Chinese leaders may find it politically attractive to divert the attention of their citizens away from an unbalanced national economy – unwinding swiftly in 2010 and beyond – to growing pressures on China from other nations. This tactic will lay blame for the domestic mess on foreign powers and entities that are alleged to seek to interfere in domestic matters, a story that has played out many times in Chinese history.

Top Ten Concerns
Recently, the U.S. has demanded that China undertake a serious and transparent investigation into all cyberattacks on U.S. commercial and government targets. The Chinese reception to such ideas has been extremely cold and even confrontational. As a result, the U.S. has made its views on free internet access more voluble and frequent, causing further irritation in Beijing.

It is now becoming clear that China’s “cold war” with the U.S. and other powers is becoming manifest beyond the increasingly interactive segments of economic and diplomatic relations, suggesting rising tensions and potential for intractability sooner rather than later.

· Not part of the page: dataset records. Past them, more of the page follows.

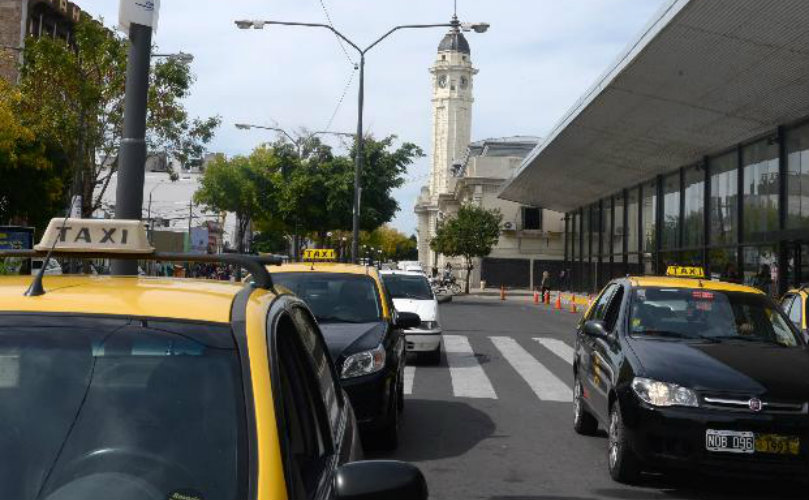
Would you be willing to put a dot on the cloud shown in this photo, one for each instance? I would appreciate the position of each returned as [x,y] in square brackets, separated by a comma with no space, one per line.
[535,62]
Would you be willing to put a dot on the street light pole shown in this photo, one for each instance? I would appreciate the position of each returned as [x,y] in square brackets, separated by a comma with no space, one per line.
[132,153]
[259,24]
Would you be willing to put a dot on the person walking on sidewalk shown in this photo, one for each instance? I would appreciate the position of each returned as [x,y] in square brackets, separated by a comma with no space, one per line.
[545,284]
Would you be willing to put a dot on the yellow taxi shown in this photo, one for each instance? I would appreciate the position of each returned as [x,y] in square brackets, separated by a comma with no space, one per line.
[364,335]
[686,373]
[794,304]
[167,388]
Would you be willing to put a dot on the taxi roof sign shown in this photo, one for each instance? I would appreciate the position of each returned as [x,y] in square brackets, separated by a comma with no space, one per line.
[685,272]
[96,236]
[320,255]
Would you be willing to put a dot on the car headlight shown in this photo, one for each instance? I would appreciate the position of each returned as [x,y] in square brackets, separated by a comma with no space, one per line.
[663,393]
[364,363]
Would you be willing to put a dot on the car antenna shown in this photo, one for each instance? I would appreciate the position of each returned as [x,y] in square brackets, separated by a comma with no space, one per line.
[36,289]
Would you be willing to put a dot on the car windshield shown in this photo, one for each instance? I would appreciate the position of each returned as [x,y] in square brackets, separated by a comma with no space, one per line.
[113,408]
[335,297]
[404,286]
[709,315]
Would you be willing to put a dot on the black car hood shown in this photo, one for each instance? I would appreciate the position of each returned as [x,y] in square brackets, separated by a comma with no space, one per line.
[727,367]
[345,339]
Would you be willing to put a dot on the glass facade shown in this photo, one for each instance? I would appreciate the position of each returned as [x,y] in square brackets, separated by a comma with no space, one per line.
[694,207]
[760,193]
[798,178]
[724,197]
[743,215]
[671,211]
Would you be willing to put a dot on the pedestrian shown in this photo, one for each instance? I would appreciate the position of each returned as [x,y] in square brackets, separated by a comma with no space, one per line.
[545,284]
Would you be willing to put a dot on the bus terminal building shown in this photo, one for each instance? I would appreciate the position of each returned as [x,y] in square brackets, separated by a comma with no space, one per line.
[692,149]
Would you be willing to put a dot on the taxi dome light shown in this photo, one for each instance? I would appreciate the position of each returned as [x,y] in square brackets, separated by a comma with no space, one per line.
[96,236]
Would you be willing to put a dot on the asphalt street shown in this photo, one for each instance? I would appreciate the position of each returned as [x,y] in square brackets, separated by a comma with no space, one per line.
[494,420]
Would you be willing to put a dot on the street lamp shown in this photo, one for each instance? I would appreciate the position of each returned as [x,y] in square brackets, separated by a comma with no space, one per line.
[454,24]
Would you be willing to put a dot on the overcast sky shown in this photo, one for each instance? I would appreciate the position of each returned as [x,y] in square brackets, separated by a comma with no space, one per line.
[537,59]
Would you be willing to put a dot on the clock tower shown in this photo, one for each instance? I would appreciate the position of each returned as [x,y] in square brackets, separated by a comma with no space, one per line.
[452,84]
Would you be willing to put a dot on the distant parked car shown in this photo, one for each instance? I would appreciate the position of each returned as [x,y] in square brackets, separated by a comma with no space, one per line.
[412,293]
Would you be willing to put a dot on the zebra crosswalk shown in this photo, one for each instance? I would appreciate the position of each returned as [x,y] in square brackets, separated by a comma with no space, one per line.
[470,380]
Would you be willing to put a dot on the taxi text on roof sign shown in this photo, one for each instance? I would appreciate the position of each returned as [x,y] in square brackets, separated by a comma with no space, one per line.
[685,272]
[321,254]
[96,235]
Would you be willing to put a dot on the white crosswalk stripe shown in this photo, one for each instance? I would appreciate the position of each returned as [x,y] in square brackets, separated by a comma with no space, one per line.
[410,375]
[468,378]
[545,384]
[558,347]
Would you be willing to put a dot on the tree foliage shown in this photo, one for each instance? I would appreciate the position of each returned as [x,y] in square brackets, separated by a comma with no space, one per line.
[473,232]
[72,97]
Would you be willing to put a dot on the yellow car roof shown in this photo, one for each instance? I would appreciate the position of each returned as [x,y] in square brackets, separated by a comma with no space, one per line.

Among the top ten concerns are:

  1. China-Taiwan strategic balance;
  2. Cyber attacks, not only on Google but on at least 30 other U.S. companies, as well as ongoing attacks on the U.S. government and military establishment;
  3. Parallel cyber attacks on the Indian Prime Minister’s offices and other parts of the Indian security establishment, and apparent statements of concern on the part of the German and French governments in regard to cyber vulnerability;
  4. Internet censorship, suppression of freedom and activism, and human rights violations;
  5. Severe standoff at the Copenhagen Summit with regard to climate change negotiations;
  6. Tit-for-tat trade sanctions and public confrontation over demands made by the U.S. President and other foreign leaders that China alter its currency policy;
  7. Differences in approach to dealing with Iran via UN mechanisms;
  8. North Korea’s nuclear proliferation;
  9. Military presence in Pakistan; and
  10. Ongoing border disputes with India, which are taking an increasingly provocative character.

Given the complexity and concatenation of these top ten evolving concerns across multiple dimensions, there is growing risk that the “cold war” may escalate further with unanticipated consequences for financial markets, world trade, global businesses, policies of governments, and their national security agenda.